A few weeks later, out of curiosity, I asked him to write down everything that Sensi was recording at my father’s house. As I read his personal speech, I suddenly felt like a spy, with the device as my silent spy. I pushed the thing at first, but now I’m frustrated with it. At this time, my father did not remember being told that Sensi was only listening to what they were talking about.

When I read his own words to him, I prepared for the worst.

“So, what do you think?” I asked.

There was a moment of silence where I felt the blood ringing in my ears.

“Okay,” he finally said, sounding on edge. “It’s amazing that they can hear words.” He seemed surprised that anyone would think that his speech should be recorded.

“But I think it’s appropriate,” he added, before changing the subject.

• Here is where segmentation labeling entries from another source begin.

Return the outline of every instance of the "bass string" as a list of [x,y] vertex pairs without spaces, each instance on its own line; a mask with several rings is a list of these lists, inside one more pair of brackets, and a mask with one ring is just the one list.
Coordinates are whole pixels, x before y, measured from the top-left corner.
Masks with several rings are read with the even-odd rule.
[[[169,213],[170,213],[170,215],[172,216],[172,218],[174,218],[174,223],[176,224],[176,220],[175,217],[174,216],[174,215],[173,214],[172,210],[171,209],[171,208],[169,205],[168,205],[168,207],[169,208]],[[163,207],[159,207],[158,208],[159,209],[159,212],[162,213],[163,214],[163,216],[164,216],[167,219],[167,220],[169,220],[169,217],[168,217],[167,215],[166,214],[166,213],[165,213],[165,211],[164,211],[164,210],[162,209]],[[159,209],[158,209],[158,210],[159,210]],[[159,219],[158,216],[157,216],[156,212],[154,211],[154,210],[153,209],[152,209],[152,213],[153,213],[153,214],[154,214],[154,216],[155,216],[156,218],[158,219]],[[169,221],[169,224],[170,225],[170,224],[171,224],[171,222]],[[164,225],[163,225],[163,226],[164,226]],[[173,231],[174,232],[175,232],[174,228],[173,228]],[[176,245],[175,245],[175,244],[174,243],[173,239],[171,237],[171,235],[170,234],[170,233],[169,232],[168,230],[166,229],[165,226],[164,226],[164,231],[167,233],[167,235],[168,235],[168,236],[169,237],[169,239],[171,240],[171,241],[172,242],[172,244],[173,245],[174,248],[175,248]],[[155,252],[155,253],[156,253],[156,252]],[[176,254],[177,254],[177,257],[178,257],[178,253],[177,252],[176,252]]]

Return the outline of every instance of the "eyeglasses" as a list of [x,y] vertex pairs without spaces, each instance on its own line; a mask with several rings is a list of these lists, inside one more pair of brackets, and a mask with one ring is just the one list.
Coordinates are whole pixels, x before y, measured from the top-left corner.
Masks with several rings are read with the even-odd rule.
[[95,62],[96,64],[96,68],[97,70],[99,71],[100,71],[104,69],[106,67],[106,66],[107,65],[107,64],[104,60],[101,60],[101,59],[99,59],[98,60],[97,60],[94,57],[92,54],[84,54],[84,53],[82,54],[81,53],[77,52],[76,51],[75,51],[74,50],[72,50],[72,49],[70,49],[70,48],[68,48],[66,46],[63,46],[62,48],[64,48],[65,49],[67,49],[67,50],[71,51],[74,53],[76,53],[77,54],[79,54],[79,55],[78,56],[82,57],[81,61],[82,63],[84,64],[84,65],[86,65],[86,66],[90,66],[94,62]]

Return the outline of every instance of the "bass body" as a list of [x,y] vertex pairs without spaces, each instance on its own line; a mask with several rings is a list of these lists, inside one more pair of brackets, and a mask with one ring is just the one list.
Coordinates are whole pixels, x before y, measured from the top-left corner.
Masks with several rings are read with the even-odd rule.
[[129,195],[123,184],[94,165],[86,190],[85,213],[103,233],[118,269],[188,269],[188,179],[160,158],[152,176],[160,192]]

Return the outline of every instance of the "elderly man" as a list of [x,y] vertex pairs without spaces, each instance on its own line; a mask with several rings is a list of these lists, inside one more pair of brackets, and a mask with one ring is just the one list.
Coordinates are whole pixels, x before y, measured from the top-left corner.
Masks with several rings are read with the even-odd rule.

This article is part of Their futurea collaboration between the editors of WIRED and Architectural Digest to help you understand what “home” will look like tomorrow and beyond.

After my father reluctantly agreeing, I began digging through what I had placed in his house. Sensi, I learned, is one of the growing trends in AI tools for adults: Earzz and Ally Cares monitor residents at home for coughs, falls, and atypical movements, while Enjoy Serenity-What looks like a fancy, retro home speaker-uses radar to detect if someone in the room has fallen or fallen. (The instrument may be incorporated by AT&T for a quick response.)

Unlike Alexa, these devices don’t wait for someone to say “help”. Instead, they start recording after certain events: sounds like crying, coughing, screaming, and movements like falling on the bed. In Sensi’s case, the device doesn’t even tell the grown-up that it’s recording, which helps explain my father’s confusion.

Sensi’s algorithm, which is said to be based on “1,000 years” of voice data, claims to detect human errors on a regular basis. If you have a new cough, are constantly in the bathroom, or are just wandering around the house, Sensi can tell. But when I asked the founder and CEO of the company, Romi Gubes, how the algorithms were developed, he only said that his models were “trained on unknown data” with no “identifiable data.” They didn’t really explain what the datasets contained or where they came from.

Steve Kamau, the quiet, soft-spoken co-ordinator at Husky Senior Care, an organization that helps my father with shopping and other household chores, tells me that the device sometimes works the way it’s supposed to. On one occasion, an elder fell to the ground while trying to reach the toilet when there was no one to take care of him. Sensi spoke of his concern and the man’s cries for help. Kamau called the customer (who always had his phone on him) and confirmed that he had fallen, then called 911; The man was helped off the ground. On one occasion, it is said that a client’s chest was caught early enough to save him from a serious illness. (Sensi claims a 90 percent accuracy rate, when side cases are evaluated by a “person in danger”; Kamau tells me that the system has also mistakenly called the main victim.)